Interpersonal functioning in an eating disorder sample: Characteristics and treatment outcome
MetadataShow full item record
- Institutt for psykologi 
Difficulties with interpersonal functioning are considered core symptoms in eating disorders. The present study had a longitudinal design and the aim was to investigate the interpersonal functioning associated with individuals suffering from eating disorders. More specifically by investigating whether there are distinct interpersonal profiles in an eating disorder sample, by examining whether the interpersonal problems changed during the course of treatment and after, and to explore whether interpersonal functioning could affect treatment outcome. The present sample comprised 108 patients with a DSM-IV diagnosis of anorexia nervosa, bulimia nervosa or eating disorder not otherwise specified. The Inventory of Interpersonal Problems (IIP-C) and the structural summary method were used in order to group patients in to distinct groups according to their predominant interpersonal problem.

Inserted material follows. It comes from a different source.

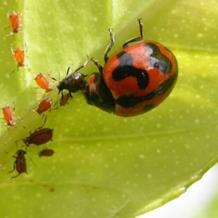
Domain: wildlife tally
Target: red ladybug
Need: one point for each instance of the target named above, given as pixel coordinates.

The Eating Disorder Inventory II (EDI-2) was used to assess treatment outcome. The results showed that the eating disorder sample was primarily characterised by problems with being too submissive and socially avoidant. The present sample reported significantly reduced eating disorder symptoms post treatment, however some groups seemed to have better treatment effect than others. The present study replicated findings from other studies, in which patients with clinical eating disorders seem to be characterised as non-assertive, but with variation on the degree of interpersonal warmth.